It is all happening a little too quickly for Kabelo Mulaudzi. But such are the rewards of consistently working hard on your trait, heeding your coaches’ advice and living a disciplined life that the 25-year-old Boxer Athletic Club athlete is enjoying a great vein of form that he and his coach were only hoping to achieve next year.
Mulaudzi, previously Seboko but now using his father’s surname, has catapulted himself into the realm of national superstar with two impressive successive victories in the Absa RUN YOUR CITY Series that he is suddenly the talk of the running town.
Just this past weekend, the lad from Alexandra won the inaugural TSHWANE 10k beating a stellar field that included national record holder Precious Mashele as well as multiple Olympian Elroy Gelant and Lesotho’s Namakoe Nkhasi to mention but just three. His 29:12 time though, was not as good as the scintillating 27:56 that he ran to win the DURBAN 10k last month, a run that surprised both himself and his coach Richard Mayer.
“The 27 that we ran in Durban had not been our plan,” Mulaudzi says of the time that saw him join a select group of just five local runners to have dipped under the 28 minutes for the distance “We were hoping that I would improve on my then PB of 28:31, so the goal was to do a sub 28:20. But everything went very well on that day and I ran that great time.”
Mayer concurred during an interview with the Top Runner website after Sunday’s victory at the Union Buildings: “We always expected him to get to this level, but the speed with which he has got to this level in such a relatively short period of time has been astounding. He's even more talented than I thought he was and I always knew that he was a talented athlete with a bright future in front of him.”
That much cannot be denied and Mulaudzi gets yet another opportunity to show this much when he goes back to Durban this weekend for the Hollywoodbets Durban 10k, with the intent of getting as close to his current PB as possible. Does that mean he would have Mashele’s national record of 27:35 in mind?
“No not at all - I just want to go there and see how close I can get to my PB and try to finish in the top three. But the national record is not something I am thinking about, everything has its time – so no pressure to break the record.”
He cannot put himself under pressure, not given what he has been through in the previous years when he had parted ways with the coach who had developed him in his junior years.
“Coach Richard (Mayer) trained me from my young age. But when he got very busy due to his work as a lawyer, he got me to join the Zoo Lake group. I trained four years there and my progress was not the way I would have wanted it to be. I struggled with injuries and there was just no consistency in my running.”

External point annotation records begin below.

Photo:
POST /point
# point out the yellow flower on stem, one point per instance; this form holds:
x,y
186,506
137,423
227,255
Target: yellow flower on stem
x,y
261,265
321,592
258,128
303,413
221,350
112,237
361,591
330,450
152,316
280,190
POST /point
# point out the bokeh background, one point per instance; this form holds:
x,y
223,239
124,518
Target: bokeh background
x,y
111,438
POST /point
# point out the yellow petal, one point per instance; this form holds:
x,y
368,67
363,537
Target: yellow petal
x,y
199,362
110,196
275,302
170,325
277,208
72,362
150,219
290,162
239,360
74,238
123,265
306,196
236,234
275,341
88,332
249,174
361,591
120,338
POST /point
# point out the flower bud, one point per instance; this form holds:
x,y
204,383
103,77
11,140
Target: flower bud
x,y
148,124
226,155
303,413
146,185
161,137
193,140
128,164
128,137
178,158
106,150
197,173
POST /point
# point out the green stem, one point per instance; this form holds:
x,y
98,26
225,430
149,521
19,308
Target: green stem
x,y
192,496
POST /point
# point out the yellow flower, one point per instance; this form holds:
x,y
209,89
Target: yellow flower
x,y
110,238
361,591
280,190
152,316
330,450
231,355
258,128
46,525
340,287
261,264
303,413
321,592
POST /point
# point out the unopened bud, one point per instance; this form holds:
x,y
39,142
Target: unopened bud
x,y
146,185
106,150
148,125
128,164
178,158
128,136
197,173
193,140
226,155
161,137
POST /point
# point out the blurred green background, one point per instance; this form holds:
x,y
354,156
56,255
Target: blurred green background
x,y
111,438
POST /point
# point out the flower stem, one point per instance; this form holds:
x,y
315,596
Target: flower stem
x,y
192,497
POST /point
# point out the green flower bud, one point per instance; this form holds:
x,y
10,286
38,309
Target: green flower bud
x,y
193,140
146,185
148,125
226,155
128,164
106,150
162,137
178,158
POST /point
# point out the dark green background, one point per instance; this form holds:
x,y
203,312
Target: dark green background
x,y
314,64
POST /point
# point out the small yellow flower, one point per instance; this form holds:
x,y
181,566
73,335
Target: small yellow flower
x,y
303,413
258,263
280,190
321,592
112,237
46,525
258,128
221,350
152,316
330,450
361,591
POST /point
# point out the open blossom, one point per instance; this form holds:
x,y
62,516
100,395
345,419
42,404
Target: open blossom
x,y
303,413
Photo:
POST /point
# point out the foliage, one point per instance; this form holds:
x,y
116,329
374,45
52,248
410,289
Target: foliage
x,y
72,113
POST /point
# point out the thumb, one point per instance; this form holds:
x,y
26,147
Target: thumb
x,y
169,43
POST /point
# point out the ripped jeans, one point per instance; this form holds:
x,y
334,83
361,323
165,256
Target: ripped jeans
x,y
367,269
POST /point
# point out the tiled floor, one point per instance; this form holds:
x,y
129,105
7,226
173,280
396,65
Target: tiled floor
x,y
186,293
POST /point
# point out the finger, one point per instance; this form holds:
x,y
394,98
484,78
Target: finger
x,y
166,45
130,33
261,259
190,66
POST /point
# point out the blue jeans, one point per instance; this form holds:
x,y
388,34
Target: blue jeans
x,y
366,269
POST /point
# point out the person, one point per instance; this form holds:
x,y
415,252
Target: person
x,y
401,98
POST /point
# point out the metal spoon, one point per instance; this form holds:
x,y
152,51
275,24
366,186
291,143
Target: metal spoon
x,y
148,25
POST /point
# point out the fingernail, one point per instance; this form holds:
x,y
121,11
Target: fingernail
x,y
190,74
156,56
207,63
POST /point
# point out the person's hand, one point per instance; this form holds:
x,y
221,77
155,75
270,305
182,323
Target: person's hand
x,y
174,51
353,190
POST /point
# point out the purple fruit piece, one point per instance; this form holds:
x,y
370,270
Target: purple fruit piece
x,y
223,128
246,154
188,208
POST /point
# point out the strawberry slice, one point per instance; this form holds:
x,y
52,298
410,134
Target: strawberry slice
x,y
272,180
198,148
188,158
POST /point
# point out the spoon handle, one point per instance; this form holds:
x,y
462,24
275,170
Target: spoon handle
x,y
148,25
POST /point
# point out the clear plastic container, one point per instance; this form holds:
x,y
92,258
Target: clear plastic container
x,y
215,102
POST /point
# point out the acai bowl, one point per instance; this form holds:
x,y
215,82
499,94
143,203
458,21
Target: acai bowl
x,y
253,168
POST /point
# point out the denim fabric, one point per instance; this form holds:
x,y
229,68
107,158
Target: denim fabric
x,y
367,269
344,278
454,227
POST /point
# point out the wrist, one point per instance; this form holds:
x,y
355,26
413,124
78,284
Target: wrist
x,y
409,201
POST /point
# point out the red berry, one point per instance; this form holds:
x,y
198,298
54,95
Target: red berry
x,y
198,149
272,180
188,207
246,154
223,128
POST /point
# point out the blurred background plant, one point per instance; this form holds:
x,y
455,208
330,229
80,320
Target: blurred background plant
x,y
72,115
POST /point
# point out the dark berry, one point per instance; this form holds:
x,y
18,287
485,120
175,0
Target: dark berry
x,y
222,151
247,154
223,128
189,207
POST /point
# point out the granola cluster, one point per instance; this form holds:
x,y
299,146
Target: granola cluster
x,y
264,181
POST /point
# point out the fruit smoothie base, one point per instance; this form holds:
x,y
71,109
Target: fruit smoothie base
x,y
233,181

At the beginning of this year, Mulaudzi reconnected with Mayer – author of that quintessential read on the golden years of South African running titled the Three Men Named Matthews – and it was as though runner and coach had never parted.
“Going back was not an easy thing to do because I left him as a junior and as senior I had some doubts as I wondered if the program will work. But we understand each other and everything has been going great since. Our main goal for this year has been that I must win the national cross country championships so I can qualify for next year’s world champs. I will be running the 10k at the nationals in September. But what has happened on the road has been pleasantly surprising and it has given me great confidence. The coach and I had expected the progress to be coming next year, but it is great that this is happening now.”
That he is doing as well as he is on the road is because Mulaudzi is a focused athlete.
Not one to roam the streets
“You have to know what you want. You have to be disciplined, focused and respect the sport. I rest when I have to rest and I have never been one to roam the streets, even when I was a junior. I am not one for many friends. I stay at home and read my books if I am not training.”
Mayer confirmed that much in that interview with the Top Runner, the coach praising his athlete.
“He’s very, very talented. But mere talent alone is not enough He’s disciplined, he can handle pressure and he’s also hard in a race. He can take pain. You can have as much talent as God will give you but unfortunately if you don't have a certain desire and intensity then when things get hard in training or in a race, you'll struggle.”